第1次支援活動

初めて被災地を訪ねる

第1次支援活動 写真05

 2005年10月8日の震災の日からちょうど1ヶ月経過した11月7日にパキスタンに入国した私は、その後、最も被害が大きかったバラコット市とアザド・ジャンムーカシミール州の州都ムザファラバード市を中心とする山岳地帯を1ヶ月弱にわたって訪ね歩きました。街道には援助物資を運搬する大型トラックが頻繁に往来し、バラコットやムザファラバードでは一日中アメリカ軍やパキスタン軍、それにNGOがチャーターしたヘリコプターが爆音を立てて飛び交い、まるで戦場のようでした。
最初にたずねたバラコット市は建物の95%が倒壊したといわれ、バザールには瓦礫の山が累々と続いており、郊外には政府やNGOが設置・運営する避難民用のキャンプがいくつもできていました。
ショックだったのは、高校跡を訪ねたときです。すでに重機が入って瓦礫は片付けられ、復旧作業中でしたが、校庭には大きな土盛りがありました。
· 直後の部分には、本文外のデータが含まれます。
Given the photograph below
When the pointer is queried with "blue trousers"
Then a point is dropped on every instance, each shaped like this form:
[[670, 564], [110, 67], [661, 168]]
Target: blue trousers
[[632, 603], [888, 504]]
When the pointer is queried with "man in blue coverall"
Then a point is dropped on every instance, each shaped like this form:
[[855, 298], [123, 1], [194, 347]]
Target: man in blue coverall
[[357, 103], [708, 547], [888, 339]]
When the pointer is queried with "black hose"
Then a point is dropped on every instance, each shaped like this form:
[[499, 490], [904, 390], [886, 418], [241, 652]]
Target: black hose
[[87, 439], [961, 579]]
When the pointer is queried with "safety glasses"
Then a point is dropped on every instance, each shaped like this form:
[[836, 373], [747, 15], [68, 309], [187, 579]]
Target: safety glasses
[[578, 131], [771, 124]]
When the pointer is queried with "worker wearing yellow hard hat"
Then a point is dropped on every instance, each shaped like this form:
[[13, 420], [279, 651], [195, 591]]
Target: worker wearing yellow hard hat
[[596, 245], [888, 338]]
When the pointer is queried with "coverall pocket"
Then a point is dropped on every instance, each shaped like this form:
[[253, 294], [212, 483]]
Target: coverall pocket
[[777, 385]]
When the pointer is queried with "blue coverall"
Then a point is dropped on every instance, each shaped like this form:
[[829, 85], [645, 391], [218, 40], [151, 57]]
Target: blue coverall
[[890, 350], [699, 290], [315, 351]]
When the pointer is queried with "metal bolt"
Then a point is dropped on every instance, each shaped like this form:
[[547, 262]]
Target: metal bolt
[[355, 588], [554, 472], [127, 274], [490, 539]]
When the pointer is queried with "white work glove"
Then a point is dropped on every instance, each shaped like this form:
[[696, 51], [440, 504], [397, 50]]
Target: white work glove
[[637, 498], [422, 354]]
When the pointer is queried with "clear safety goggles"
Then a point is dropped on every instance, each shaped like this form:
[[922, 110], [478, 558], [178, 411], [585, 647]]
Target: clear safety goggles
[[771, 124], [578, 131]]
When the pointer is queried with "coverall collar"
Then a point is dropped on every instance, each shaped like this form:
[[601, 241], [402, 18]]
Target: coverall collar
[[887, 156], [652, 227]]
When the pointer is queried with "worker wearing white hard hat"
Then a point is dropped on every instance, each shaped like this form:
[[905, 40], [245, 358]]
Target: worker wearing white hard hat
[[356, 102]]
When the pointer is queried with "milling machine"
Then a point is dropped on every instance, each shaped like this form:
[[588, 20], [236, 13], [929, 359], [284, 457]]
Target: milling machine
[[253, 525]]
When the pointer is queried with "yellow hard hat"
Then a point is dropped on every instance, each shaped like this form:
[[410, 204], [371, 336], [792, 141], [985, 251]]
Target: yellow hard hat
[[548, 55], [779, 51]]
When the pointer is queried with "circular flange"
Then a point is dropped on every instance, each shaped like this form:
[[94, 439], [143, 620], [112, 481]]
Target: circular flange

400名以上が亡くなったといわれるこの高校では、身元の確認ができなかった遺体が60体以上もあり、ここへ一緒に葬られたということでした。
どこへ行ってもどういうわけか学校の校舎はことごとく瓦礫となっており、日本のように耐震構造を考えて建てられていないことが一目瞭然です。

第1次支援活動 写真06

  今回の地震の特徴のひとつとして、児童・生徒の犠牲者数が多いことが挙げられます。これは地震の起きた時刻が午前8時過ぎで生徒が学校内に集まっていたことと、耐震構造のない校舎の建物が原因であると考えられます。ユニセフの推計では、すべての死亡者数8万7千人のうち、子どもは1万7千人とされています。
瓦礫の山を縫うように歩いていると、ときどき死臭が漂います。マスクをして歩いている人も多かった。これから重機が本格的に入って瓦礫は徐々にのけられていくとは思いますが、まだたくさんの遺体がその下に埋もれたままになっているのも事実です。